"Hello D-world!", imports & South African D-naughts

Andre Artus andre.artus at gmail.com
Sat Aug 3 03:12:55 PDT 2013


On Saturday, 3 August 2013 at 09:24:25 UTC, Bosak wrote:
> "The D Programming Language" is kind of old and out of date for
> the current version of D. There aren't many books for D so you
> have not much choice.
> Attributes can be declared with 3 different syntaxes. For
> example one could write:
> //--1--
> /*Explicitly state attribute before every declaration*/
> public int number;
> public string name;
> //--2--
> /*State the attribute and then curly brackets and all the
> declarations inside have the attribute specified. Also note
> that those brackets don't introduce a new scope*/
> public
> {
>     int number;
>     string name;
> }
> //--3--
> /*Use C++ style atributes. All the declarations after the 
> attribute declaration have the attribute. If you declare 
> another attribute the same way after that, then the old 
> attribute is replaced with the new one for the declarations 
> that follow*/
> public:
>     int number;
>     string value;
> private:
>     //everything below is private

Thank you Bosak, I managed to glean as much from the 
'Attributes'[http://dlang.org/attribute.htm] page. What tripped 
me up is the redundancy in the 'import' declaration 
[http://dlang.org/module.html#ImportDeclaration].

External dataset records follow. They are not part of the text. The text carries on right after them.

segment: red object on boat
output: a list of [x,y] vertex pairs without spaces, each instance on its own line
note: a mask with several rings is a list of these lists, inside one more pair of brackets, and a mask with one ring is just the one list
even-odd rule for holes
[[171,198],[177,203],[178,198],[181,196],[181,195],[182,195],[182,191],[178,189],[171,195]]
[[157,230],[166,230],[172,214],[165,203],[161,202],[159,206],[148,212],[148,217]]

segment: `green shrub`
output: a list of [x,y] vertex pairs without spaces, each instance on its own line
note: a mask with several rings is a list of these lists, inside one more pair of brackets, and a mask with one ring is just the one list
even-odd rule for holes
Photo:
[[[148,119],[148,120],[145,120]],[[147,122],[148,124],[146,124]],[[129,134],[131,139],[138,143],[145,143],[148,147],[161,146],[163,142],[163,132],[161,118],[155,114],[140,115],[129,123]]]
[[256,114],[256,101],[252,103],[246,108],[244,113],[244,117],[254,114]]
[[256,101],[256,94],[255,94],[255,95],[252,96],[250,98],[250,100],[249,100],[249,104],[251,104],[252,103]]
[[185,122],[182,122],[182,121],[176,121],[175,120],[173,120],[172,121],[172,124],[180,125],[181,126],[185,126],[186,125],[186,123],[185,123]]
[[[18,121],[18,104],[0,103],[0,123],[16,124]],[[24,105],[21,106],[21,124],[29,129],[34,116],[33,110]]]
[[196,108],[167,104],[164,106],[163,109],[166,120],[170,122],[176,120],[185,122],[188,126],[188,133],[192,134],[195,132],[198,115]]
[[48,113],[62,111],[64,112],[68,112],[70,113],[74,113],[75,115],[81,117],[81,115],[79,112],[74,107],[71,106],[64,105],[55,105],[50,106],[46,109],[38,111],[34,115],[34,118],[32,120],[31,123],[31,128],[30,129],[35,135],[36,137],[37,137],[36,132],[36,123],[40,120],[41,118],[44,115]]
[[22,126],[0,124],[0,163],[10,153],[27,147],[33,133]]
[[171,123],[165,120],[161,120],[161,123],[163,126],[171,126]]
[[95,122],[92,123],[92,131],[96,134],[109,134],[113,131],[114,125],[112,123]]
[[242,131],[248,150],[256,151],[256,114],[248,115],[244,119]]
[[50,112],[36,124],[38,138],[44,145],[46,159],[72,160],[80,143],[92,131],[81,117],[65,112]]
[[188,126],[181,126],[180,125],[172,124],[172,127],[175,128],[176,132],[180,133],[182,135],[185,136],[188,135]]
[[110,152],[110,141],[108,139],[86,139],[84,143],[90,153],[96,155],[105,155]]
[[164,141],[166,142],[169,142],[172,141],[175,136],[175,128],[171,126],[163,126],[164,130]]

If you follow the documentation (as it currently stands) to it's 
conclusion then the following should be valid D:

static {
   *static* import teleport;
   *static* import time_travel, warp;
}

--AND--

static:
   *static* import teleport;
   *static* import time_travel, warp;


Whereas all the following constructions can just as easily be 
parsed when the 'static import ImportList ;' production is 
removed from 'ImportDeclaration'.

static {
   import teleport;
   public import time_travel, warp;
}

static:
   import teleport;
   public import time_travel, warp;

public:
   import teleport;
   static import time_travel, warp;

private:
   import teleport;
   static import time_travel, warp;

along with the more standard fare:

import std.stdio;
import phobos.std.stdio;
import foo, bar;
static import stat.std.stdio;
public import pub.stdio;
static import teleport, time_travel, warp;
import list = util.container.finite.linear.list;
import widget : fun, gun;
import std.stdio : writefln, foo = writef;


The only issue for the parser is that I need to keep track of the 
implied block for the 'Attribute :' construction. By that I mean 
that the parse trees for X in 'public { X }' and 'public: X' 
should probably be indistinguishable, and naively rewriting 
'Attribute :' into 'Attribute : DeclDefs?' will not do.